# feuer



## ponda (12. August 2002)

Na ihr,
ich möchte einen film machen, wo ich feuer auf/in der hand habe.
leider habe ich aber nicht das passende feuervideo mit dem "graustufenfeuervideo" (brauche ich als matte) dazu.

hat jenmand von euch soetwas?
also nochmal:
- feuer (sollte allein auf dem video sein. am besten mit schwarzem hintergrund.ihr wisst schon, wie ich das meine )
- dazu das gleiche video mit dem feuer, nur in graustufen (schwarz-weiß)
wäre echt klasse, wenn das jemand zufällig hat (hab es in dem buch "adobe after effects 5.5" von galileo gesehen, also falls jemand das buch auch hat, dann weiß er ja was ich meine )

oder kann mir jemand einen link geben, wo man sowas runterladen kann?

THX ponda


----------



## goela (12. August 2002)

Meinst Du soetwas? 

Da hat's ein Beispiel mit Feuer und AfterEffects!


----------



## ponda (12. August 2002)

das mit after effects ist schon gut, da ich auch danit arbeite.
aber ich brauche eine richtige flamme, also eine, die nach oben geht.
soll ich das bild vom buch einscannen und hier reinposten?
das feuer soll ich ja in der hand haben


----------



## g-zus (12. August 2002)

lol

also ich würd mir ne Digicam besorgen, in den wald gehen, ne schwarz besprühte leinwand oder sowas als background hernehmen und ein schönes feuerchen machen!!!!!! =)


----------



## ponda (12. August 2002)

du UMWELTSÜNDER:-( :-(   
ich hab ne digi, aber ein feuerchen im wald ??!!??
ich weiß net:-[ :]  %) :>


----------



## g-zus (12. August 2002)

h3h3...so wies bei uns gerade schüttet müsste ich schon ne kleine bombe bauen um wenigstens etwas feuer zu erzeugen! 

dann machs halt woanders...da wird sich doch was finden, oder?
irgendein campingplatz mit Lagerfeuerstelle oder so.


----------



## ponda (13. August 2002)

shit, hab meine cam heute zur reparatur gebracht (hab ja noch garantie;-) ). sie macht immer die cassetten kaputt   .

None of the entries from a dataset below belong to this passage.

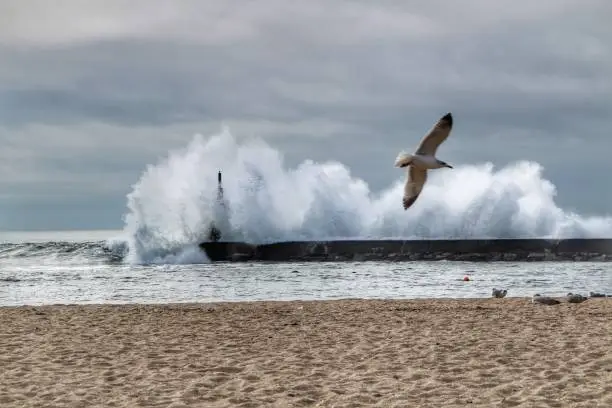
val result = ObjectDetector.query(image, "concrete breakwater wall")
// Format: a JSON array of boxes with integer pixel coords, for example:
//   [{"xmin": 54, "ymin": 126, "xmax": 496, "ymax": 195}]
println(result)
[{"xmin": 200, "ymin": 238, "xmax": 612, "ymax": 262}]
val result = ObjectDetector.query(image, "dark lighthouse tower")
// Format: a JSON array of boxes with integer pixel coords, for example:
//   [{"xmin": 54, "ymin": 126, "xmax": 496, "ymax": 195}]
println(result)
[{"xmin": 208, "ymin": 172, "xmax": 223, "ymax": 242}]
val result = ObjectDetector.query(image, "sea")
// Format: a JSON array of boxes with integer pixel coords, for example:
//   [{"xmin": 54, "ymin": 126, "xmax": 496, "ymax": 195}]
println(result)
[{"xmin": 0, "ymin": 129, "xmax": 612, "ymax": 306}]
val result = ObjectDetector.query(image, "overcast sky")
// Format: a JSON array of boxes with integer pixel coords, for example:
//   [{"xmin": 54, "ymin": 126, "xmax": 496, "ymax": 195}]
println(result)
[{"xmin": 0, "ymin": 0, "xmax": 612, "ymax": 230}]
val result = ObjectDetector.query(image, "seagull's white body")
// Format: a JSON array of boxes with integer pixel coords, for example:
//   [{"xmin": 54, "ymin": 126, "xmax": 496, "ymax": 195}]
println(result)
[{"xmin": 395, "ymin": 113, "xmax": 453, "ymax": 210}]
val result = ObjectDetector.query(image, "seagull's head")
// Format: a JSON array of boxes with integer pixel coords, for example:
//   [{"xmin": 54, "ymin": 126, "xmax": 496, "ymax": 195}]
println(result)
[{"xmin": 438, "ymin": 160, "xmax": 453, "ymax": 169}]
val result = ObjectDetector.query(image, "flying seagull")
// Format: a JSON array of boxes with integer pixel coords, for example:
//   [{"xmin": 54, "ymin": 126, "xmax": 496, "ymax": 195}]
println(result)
[{"xmin": 395, "ymin": 113, "xmax": 453, "ymax": 210}]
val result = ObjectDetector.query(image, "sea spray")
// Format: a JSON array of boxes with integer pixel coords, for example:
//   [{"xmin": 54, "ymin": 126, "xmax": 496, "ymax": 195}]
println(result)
[{"xmin": 113, "ymin": 128, "xmax": 612, "ymax": 263}]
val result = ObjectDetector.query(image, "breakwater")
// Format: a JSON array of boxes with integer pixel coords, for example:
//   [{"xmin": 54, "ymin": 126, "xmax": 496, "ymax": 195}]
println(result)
[{"xmin": 200, "ymin": 238, "xmax": 612, "ymax": 262}]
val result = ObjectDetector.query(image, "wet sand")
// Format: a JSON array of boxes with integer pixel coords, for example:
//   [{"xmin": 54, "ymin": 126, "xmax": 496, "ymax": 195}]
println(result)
[{"xmin": 0, "ymin": 298, "xmax": 612, "ymax": 408}]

hab jetzt mal mein buch auf der homepage registriert und siehe da, sie haben die flamme, die ich meinte zun download...da habe ich es natürlich gleich mit voller erwartung runtergeladen, doch da kam die böse uberraschug: es war nur das schwarz-weiß video in der zip datei und das auch noch mit werbung und schlechter qualität...
ICH KÖNNT HEULEN ;(( 
ich denk mal die frage, ob jetzt jemand so ein video hat ist überflüssig, oder?

THX ponda


----------



## MoMo (13. August 2002)

*Selbermachen...*
Was du auch machen könntest, wäre ein Feuerzeug (bzw. die Falmme eines Feuerzeugs) vor die Cam zu halten, bzw. wenn du Bedenken hast, zu zoomen, und dann einfach das Flackernde vor 'nem Stück Grün aufzunehmen (da ein Feuerzug ja wirklich klein ist, sollte ein einfaches Stück Stoff schon genügen).
/edit: Aber ohne Camcorder ist das natürlich schlecht. Vielleicht macht's ja hier jemand aus dem Forum für dich?


----------



## g-zus (13. August 2002)

das mit dem feuerzeug is gut.

das blöde ist zwar, dass dann die flamme halt so "glatt" und gleichmäßig ist, ganz anders als bei Lagerfeuern, aber is ja egal, oder?

Besorg dir am besten ein teureres Feuerzeug (Kettenraucher haben oft so "schmuckstücke" =) ) wo man Gas nachfüllen kann.
dann kannst du

1. öfters probieren (gas ist nicht teuer.. außerdem besser als immer wieder neues feuerzeug)
2. man kann die flammen höhe besser einstellen, also mehr gas geben als bei den normalen 

bei meinem Feuerzeug kann man ne' knapp 12CM hohe flamme machen.
bin mir sicher das ginge vielleicht sogar noch mehr....


----------



## g-zus (13. August 2002)

noch besser: (is mir mal passiert)

Du nimmst ein billiges volles feuerzeug und enfernst die klappe vorne, so dass du es uneinegschränkt hochdrehen kannst.
nun drehst du das feuerzeug SO lange auf, bis das gas von alleine austritt, ohne dass du noch draufdrücken musst.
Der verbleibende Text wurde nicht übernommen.